Alle Leden zijn tegenwoordig, de voorzitter opend de vergadering.
Verschijnen voor dezelve de strafkolonisten Haverman en Aanhout,
beide schuldig aan misbruik van sterken drank. Zij geven voor met
Paaschen kennissen van de vrije Kolonisten te hebben aangetroffen
met wien zij een borrel hadden gedronken, welken uit hoofde zij
nooit geen sterken drank gebruikten, bevangen had.
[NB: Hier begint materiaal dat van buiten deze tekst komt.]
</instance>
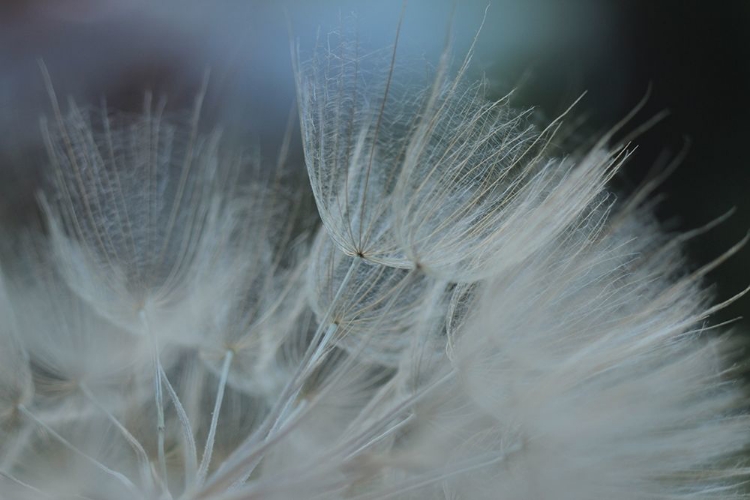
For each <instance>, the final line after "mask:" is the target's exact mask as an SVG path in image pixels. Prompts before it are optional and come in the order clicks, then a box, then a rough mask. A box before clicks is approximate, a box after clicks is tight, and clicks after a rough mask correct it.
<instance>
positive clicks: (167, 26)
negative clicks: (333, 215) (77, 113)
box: [0, 0, 750, 325]
mask: <svg viewBox="0 0 750 500" xmlns="http://www.w3.org/2000/svg"><path fill="white" fill-rule="evenodd" d="M401 7H402V2H401V1H400V0H368V1H364V0H359V1H345V0H335V1H334V0H309V1H288V2H279V1H273V0H267V1H250V0H242V1H240V0H235V1H226V0H216V1H211V2H202V1H197V0H196V1H187V0H181V1H163V2H153V1H147V0H130V1H126V0H96V1H94V0H89V1H87V0H6V1H4V2H2V3H1V4H0V196H1V197H2V198H1V199H2V203H0V220H1V221H2V223H3V224H4V225H5V226H14V225H22V224H25V223H27V222H28V221H29V220H31V219H33V217H34V213H35V209H34V192H35V190H36V186H37V185H38V182H39V177H40V174H39V171H40V166H42V165H43V164H44V161H45V160H44V153H43V150H42V148H41V147H40V138H39V132H38V129H39V127H38V120H39V117H40V116H41V115H42V114H45V113H49V112H50V107H49V100H48V98H47V93H46V90H45V88H44V85H43V82H42V78H41V74H40V71H39V69H38V64H37V58H42V59H43V61H44V62H45V64H46V66H47V67H48V68H49V72H50V74H51V77H52V80H53V83H54V86H55V90H56V91H57V93H58V96H59V97H60V98H61V99H65V98H66V97H67V96H71V97H73V98H75V99H76V101H77V102H79V103H82V104H91V105H98V104H99V103H100V102H101V101H102V98H105V99H106V102H107V105H108V106H110V107H112V108H117V109H124V110H138V109H139V107H140V106H141V104H142V102H143V92H144V89H145V88H149V89H151V90H153V91H154V92H155V93H157V94H161V93H163V94H165V95H168V96H169V105H170V108H171V109H175V110H177V109H180V108H184V107H186V106H190V103H191V102H192V99H193V98H194V96H195V94H196V92H197V89H198V88H199V86H200V81H201V76H202V74H203V72H204V71H205V69H206V68H207V67H210V69H211V80H210V82H211V84H210V90H209V94H208V97H207V103H206V106H205V112H204V125H205V126H207V127H208V126H212V125H213V124H222V125H223V127H224V128H225V129H226V130H227V133H228V134H230V135H231V136H232V137H234V138H235V140H237V141H239V142H246V143H247V144H248V145H250V144H259V145H260V146H261V148H262V149H263V150H264V152H265V154H266V155H267V156H269V157H272V156H273V155H274V154H275V149H276V147H277V145H278V142H279V138H280V136H281V135H282V133H283V130H284V124H285V122H286V120H287V116H288V114H289V111H290V109H292V107H293V95H294V84H293V75H292V71H291V62H290V48H289V41H290V29H289V27H290V26H291V33H292V38H293V39H297V40H299V41H300V44H302V45H304V44H308V45H309V44H311V43H314V40H315V37H316V32H317V30H318V29H320V30H321V32H322V33H325V32H326V30H330V29H335V28H336V27H337V26H338V25H339V24H340V22H347V23H351V22H352V19H354V18H355V17H356V26H357V30H358V32H359V33H360V36H361V41H362V42H363V44H365V45H367V46H370V47H382V46H386V45H388V44H390V43H392V42H393V39H394V36H395V31H396V26H397V24H398V20H399V16H400V12H401ZM454 7H455V8H454ZM487 7H488V5H487V2H485V1H484V0H477V1H474V0H469V1H457V2H452V1H451V0H411V1H410V2H408V4H407V6H406V10H405V14H404V20H403V27H402V38H401V45H400V49H399V50H400V51H402V52H403V53H405V54H407V53H408V54H412V55H415V56H419V57H424V58H425V59H426V60H433V61H434V60H435V59H436V58H437V56H438V55H439V53H440V50H441V48H442V47H443V45H444V41H445V37H446V33H447V32H448V31H447V30H448V24H449V20H451V19H452V26H453V28H452V33H453V38H454V42H455V53H456V54H462V53H463V51H465V50H466V48H467V47H468V45H469V43H470V41H471V40H472V38H473V37H474V35H475V34H476V32H477V30H478V28H479V26H480V24H481V23H482V20H483V19H484V27H483V28H482V30H481V33H480V37H479V41H478V45H477V49H476V54H475V57H474V61H473V66H472V68H473V71H475V72H476V75H477V76H481V75H484V76H485V77H486V78H487V79H488V81H489V83H490V88H491V89H492V91H493V92H496V93H497V95H498V96H500V95H502V94H503V93H504V92H506V91H507V90H509V89H511V88H513V87H515V86H519V91H518V96H517V99H516V102H517V103H519V104H523V105H529V106H535V107H536V109H537V113H538V115H539V116H540V117H542V119H543V118H544V117H547V118H548V119H549V118H553V117H554V116H555V115H556V114H557V113H559V112H560V111H562V110H563V109H565V108H566V107H567V106H568V105H569V104H570V103H571V102H572V101H573V100H575V99H576V98H577V97H578V96H580V95H581V94H582V93H583V92H584V91H587V94H586V96H585V98H584V99H583V101H582V102H581V103H580V104H579V105H578V106H577V108H576V109H577V111H576V114H577V115H578V116H580V117H582V118H583V119H584V121H583V122H582V123H581V124H580V127H579V128H578V135H579V136H580V139H581V140H585V138H586V135H589V134H590V135H591V136H594V135H595V134H597V133H600V132H602V131H603V130H606V129H607V128H608V127H609V126H611V125H612V124H614V123H615V122H617V121H618V120H619V119H620V118H621V117H622V116H624V115H625V114H626V113H627V112H628V111H629V110H631V109H632V108H633V106H634V105H635V104H636V103H637V102H638V101H639V100H640V99H641V98H642V97H643V96H644V95H645V93H646V90H647V88H648V87H649V86H650V87H651V89H652V91H651V97H650V98H649V100H648V102H647V104H646V106H645V108H644V109H643V110H642V111H641V113H640V114H639V115H638V117H637V118H636V120H635V121H634V123H635V124H637V123H642V122H644V121H646V120H647V119H648V118H649V117H651V116H654V115H655V114H656V113H658V112H660V111H662V110H668V111H669V112H670V116H669V117H668V118H666V119H665V120H663V121H662V122H660V123H659V124H658V125H656V126H655V127H653V128H652V129H650V130H649V131H647V132H646V133H644V134H643V135H641V136H639V137H638V138H637V143H638V145H639V148H638V150H637V152H636V154H635V155H634V156H633V158H632V159H631V161H630V162H629V163H628V165H627V167H626V168H625V170H624V172H623V173H622V174H621V176H620V177H619V178H618V179H617V186H618V189H619V190H620V192H622V193H623V194H625V193H627V191H628V190H629V189H632V188H633V186H635V185H636V184H637V183H638V182H639V181H640V180H641V179H642V178H643V177H644V176H645V175H646V173H647V172H648V171H649V169H650V168H651V167H652V166H653V165H654V164H655V163H656V162H657V161H658V158H659V156H660V155H661V154H667V155H674V154H676V153H677V152H679V151H680V150H681V148H683V146H684V144H685V138H688V139H689V142H690V149H689V151H688V155H687V156H686V158H685V159H684V161H683V162H682V164H681V166H680V167H679V168H678V169H677V171H676V172H675V173H673V174H672V175H671V176H670V177H669V178H668V179H667V180H666V181H665V183H664V184H663V185H662V187H661V188H660V190H659V193H660V194H661V195H662V196H663V198H664V199H663V201H662V203H661V204H660V205H659V208H658V215H659V217H660V218H661V219H662V220H663V221H664V223H665V225H666V226H667V227H668V228H672V229H676V230H685V229H689V228H693V227H697V226H701V225H703V224H705V223H707V222H709V221H710V220H712V219H714V218H716V217H718V216H720V215H722V214H724V213H725V212H727V211H728V210H730V209H731V208H735V209H736V213H735V215H734V216H733V217H732V218H731V219H730V220H729V221H728V222H726V223H724V224H722V225H721V226H720V227H718V228H717V229H715V230H713V231H711V232H710V233H708V234H706V235H704V236H702V237H700V238H698V239H696V240H694V241H693V242H691V244H690V246H689V250H690V252H691V254H692V256H693V261H694V262H695V263H696V265H697V264H700V263H705V262H708V261H709V260H711V259H713V258H715V257H717V256H719V255H720V254H721V253H722V252H723V251H724V250H726V249H727V248H729V247H730V246H731V245H733V244H734V243H735V242H737V241H739V240H740V239H741V238H742V237H743V236H744V235H745V234H746V232H747V230H748V228H750V199H749V197H748V194H749V193H750V152H748V137H750V124H749V123H750V121H749V119H748V114H750V97H749V95H750V71H748V69H749V66H750V57H749V56H750V34H749V33H750V3H748V2H746V1H741V0H737V1H731V0H727V1H723V2H709V1H703V2H700V1H691V0H661V1H658V2H657V1H653V0H629V1H625V0H622V1H619V2H616V1H603V0H494V1H492V2H491V4H490V5H489V8H487ZM485 10H486V12H487V13H486V18H485ZM451 12H453V14H451ZM355 13H356V16H354V17H353V14H355ZM340 19H342V20H344V21H340ZM708 281H711V282H715V283H717V295H718V297H719V298H720V299H726V298H728V297H730V296H732V295H734V294H736V293H738V292H740V291H741V290H743V289H744V288H745V286H746V285H747V284H748V283H750V250H748V249H747V248H746V249H744V250H743V251H742V252H741V253H740V254H738V255H736V256H734V257H733V258H732V259H731V260H729V261H727V262H726V263H724V264H723V265H722V266H721V267H720V268H719V269H718V270H717V271H715V272H713V273H712V274H711V276H710V277H709V280H708ZM748 313H750V299H748V298H743V299H741V300H739V301H738V302H736V303H735V304H733V305H732V306H730V307H729V308H727V309H726V310H725V311H724V312H723V313H722V314H721V315H720V316H719V319H721V320H728V319H732V318H737V317H739V316H742V315H747V314H748ZM739 324H740V325H742V324H743V323H742V322H740V323H739ZM745 324H746V323H745Z"/></svg>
De President, over hun slegt gedrag ontevreden, geeft hun te
kennen, zoo het weer mogt gebeuren zij beschonken zijn, hij hun
dadelijk binnen het Gesticht zoude doen overplaatsen. Men laat hun
aftreden.
Gezien Artikel 10 van het Reglement van Tucht, luidende als volgt
Dronkenschap voor de eerste maal zal met opsluiting tot vijf dagen- en voor de tweede maal met opsluiting in boeyen tot tien dagen toe worden bestraft en indien dezelve is gepaard gegaan met verzwarende omstandigheden
als ook meervoudige dronkenschap voor de derde maal en volgende met opsluiting in boeyen tot tien dagen toe met water en brood om den anderen dag.
Na gehouden deliberatien wordt besloten hun te straffen met 5
dagen opsluiting.
Ten tweede verschijnt voor den Raad: Evert Spijkert,
N1243, pogen tot desertie zijnde hij in de nagt uit het raam van
de reservezaal ontvlugt, met medeneeming van meer goederen dan
zijn aanhebbende; door de Nachtwacht ontdekt geworden en
gearresteerd. Hij weet geene de minste redenen tot zijne
verschooning in te brengen. Men laat hem aftreden.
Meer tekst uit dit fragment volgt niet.